Search code examples
javaapache-poidocx

JAVA: Extract Footer Images from a docx document


I've a task of extracting all the images from a docx file. I am ussing the snippet below for the same. I am using the Apache POI api for the same.

`File file = new File(InputFileString);
 FileInputStream fs = new FileInputStream(file.getAbsolutePath());
 //FileInputStream fs=new FileInputStream(src);
  //create office word 2007+ document object to wrap the word file
  XWPFDocument doc1x=new XWPFDocument(fs);
  //get all images from the document and store them in the list piclist
  List<XWPFPictureData> piclist=doc1x.getAllPictures();
  //traverse through the list and write each image to a file
  Iterator<XWPFPictureData> iterator=piclist.iterator();
  int i=0;
  while(iterator.hasNext()){
   XWPFPictureData pic=iterator.next();
   byte[] bytepic=pic.getData();
   BufferedImage imag=ImageIO.read(new ByteArrayInputStream(bytepic));
          ImageIO.write(imag, "jpg", new File("C:/imagefromword"+i+".jpg"));
          i++;
  }`

However, this code cannot detect any images which are in the footer or header section of the document.

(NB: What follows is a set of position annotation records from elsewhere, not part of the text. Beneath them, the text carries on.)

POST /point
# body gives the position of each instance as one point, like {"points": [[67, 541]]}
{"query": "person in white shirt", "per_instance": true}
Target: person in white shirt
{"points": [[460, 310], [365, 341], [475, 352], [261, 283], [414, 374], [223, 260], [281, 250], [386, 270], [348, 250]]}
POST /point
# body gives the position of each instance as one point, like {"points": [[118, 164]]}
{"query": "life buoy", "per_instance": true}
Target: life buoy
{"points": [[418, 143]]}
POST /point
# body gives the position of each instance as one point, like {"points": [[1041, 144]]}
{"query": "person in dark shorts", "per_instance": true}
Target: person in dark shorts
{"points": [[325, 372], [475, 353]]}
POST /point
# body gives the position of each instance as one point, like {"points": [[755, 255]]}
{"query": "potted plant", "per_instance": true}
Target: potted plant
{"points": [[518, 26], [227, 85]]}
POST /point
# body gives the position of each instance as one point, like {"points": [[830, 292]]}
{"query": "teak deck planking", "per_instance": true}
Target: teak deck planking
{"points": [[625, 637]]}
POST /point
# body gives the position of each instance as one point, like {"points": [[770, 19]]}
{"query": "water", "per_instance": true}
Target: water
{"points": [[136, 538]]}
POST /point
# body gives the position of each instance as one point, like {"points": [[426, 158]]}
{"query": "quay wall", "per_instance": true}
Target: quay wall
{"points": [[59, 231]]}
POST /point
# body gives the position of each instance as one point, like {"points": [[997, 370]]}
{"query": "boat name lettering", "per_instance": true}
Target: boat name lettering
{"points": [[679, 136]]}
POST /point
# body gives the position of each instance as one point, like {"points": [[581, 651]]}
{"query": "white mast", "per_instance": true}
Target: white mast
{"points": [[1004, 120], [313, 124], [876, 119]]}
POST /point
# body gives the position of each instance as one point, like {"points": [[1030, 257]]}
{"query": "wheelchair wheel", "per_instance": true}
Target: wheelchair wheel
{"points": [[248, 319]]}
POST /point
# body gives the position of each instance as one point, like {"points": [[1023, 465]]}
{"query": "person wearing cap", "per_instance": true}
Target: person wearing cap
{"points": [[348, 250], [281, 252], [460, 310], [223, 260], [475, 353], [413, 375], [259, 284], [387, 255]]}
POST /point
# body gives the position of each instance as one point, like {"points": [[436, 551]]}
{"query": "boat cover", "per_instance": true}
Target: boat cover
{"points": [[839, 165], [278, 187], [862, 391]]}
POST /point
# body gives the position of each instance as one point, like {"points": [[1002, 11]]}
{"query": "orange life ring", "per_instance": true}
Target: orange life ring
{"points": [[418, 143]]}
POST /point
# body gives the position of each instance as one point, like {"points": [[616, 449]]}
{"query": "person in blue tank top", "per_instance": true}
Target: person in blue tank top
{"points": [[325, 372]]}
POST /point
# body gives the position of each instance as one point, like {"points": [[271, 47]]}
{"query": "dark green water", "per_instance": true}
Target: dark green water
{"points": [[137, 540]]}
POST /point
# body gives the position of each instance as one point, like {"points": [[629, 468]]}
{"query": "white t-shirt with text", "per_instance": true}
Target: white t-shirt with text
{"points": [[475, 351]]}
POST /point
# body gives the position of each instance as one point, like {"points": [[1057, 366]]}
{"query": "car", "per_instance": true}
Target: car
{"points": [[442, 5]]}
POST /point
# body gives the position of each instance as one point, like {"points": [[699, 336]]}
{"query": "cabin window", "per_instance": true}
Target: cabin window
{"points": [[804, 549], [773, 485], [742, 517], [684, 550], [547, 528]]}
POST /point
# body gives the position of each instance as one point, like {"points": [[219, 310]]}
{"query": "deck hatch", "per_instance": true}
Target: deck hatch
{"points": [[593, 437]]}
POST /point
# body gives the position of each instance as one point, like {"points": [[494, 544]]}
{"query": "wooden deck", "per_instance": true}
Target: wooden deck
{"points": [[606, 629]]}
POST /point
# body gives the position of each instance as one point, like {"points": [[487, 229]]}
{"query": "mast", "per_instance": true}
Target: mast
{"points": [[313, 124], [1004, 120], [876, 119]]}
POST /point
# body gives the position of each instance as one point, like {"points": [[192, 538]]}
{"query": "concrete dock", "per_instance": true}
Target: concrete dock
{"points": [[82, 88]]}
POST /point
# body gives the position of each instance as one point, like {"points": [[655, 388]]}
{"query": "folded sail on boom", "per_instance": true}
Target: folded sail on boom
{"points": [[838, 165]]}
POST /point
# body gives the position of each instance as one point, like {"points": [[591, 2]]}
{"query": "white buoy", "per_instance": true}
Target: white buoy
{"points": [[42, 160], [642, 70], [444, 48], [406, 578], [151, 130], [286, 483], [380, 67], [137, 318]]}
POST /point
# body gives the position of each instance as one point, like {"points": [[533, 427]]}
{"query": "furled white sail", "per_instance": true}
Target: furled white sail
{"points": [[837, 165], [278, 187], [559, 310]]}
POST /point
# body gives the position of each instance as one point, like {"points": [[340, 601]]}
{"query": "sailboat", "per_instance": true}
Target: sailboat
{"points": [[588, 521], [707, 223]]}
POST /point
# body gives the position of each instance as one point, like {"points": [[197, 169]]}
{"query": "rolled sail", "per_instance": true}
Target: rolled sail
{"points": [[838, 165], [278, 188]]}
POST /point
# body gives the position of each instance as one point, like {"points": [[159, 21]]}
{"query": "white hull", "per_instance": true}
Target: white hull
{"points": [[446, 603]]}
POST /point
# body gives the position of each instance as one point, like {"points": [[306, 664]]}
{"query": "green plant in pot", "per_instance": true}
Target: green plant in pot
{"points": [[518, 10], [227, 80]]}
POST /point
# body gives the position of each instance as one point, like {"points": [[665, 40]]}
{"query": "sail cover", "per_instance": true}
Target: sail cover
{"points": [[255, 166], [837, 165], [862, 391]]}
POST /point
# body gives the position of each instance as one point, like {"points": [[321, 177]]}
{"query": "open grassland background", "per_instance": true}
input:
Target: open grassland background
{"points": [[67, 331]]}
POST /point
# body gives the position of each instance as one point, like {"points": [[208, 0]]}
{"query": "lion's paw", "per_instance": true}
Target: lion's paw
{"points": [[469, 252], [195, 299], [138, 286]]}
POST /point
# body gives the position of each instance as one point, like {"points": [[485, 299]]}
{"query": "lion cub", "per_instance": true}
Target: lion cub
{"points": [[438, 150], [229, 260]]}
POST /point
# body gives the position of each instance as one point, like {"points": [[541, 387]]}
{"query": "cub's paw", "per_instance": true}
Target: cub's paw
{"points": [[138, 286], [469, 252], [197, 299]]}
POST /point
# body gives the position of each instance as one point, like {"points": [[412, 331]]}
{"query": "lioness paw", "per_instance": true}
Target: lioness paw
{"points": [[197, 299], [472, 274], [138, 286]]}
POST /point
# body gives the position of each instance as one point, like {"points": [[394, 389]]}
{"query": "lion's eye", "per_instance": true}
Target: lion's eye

I've extensively used my google skills and couldn't come up with anything useful.

Is there anyway to capture the image file in the footer section of the docx file?


Solution

  • I am no expert on Apache POI issues, but a simple search came up with this code:

    package com.concretepage;
    import java.io.FileInputStream;
    import org.apache.poi.openxml4j.opc.OPCPackage;
    import org.apache.poi.xwpf.model.XWPFHeaderFooterPolicy;
    import org.apache.poi.xwpf.usermodel.XWPFDocument;
    import org.apache.poi.xwpf.usermodel.XWPFFooter;
    import org.apache.poi.xwpf.usermodel.XWPFHeader;
    public class ReadDOCXHeaderFooter {
       public static void main(String[] args) {
         try {
         FileInputStream fis = new FileInputStream("D:/docx/read-test.docx");
         XWPFDocument xdoc=new XWPFDocument(OPCPackage.open(fis));
         XWPFHeaderFooterPolicy policy = new XWPFHeaderFooterPolicy(xdoc);
         //read header
         XWPFHeader header = policy.getDefaultHeader();
         System.out.println(header.getText());
         //read footer
         XWPFFooter footer = policy.getDefaultFooter();
         System.out.println(footer.getText());
         } catch(Exception ex) {
        ex.printStackTrace();
         } 
      }
    }
    

    And the documentation page of XWPFHeaderFooter (which is the direct father class of the XWPFFooter class in the above example...) shows the same getAllPictures method you used to iterate over all the pictures in the documents body.

    I on mobile, so I haven't really tested anything - but it seems straight-forward enough to work.

    Good luck!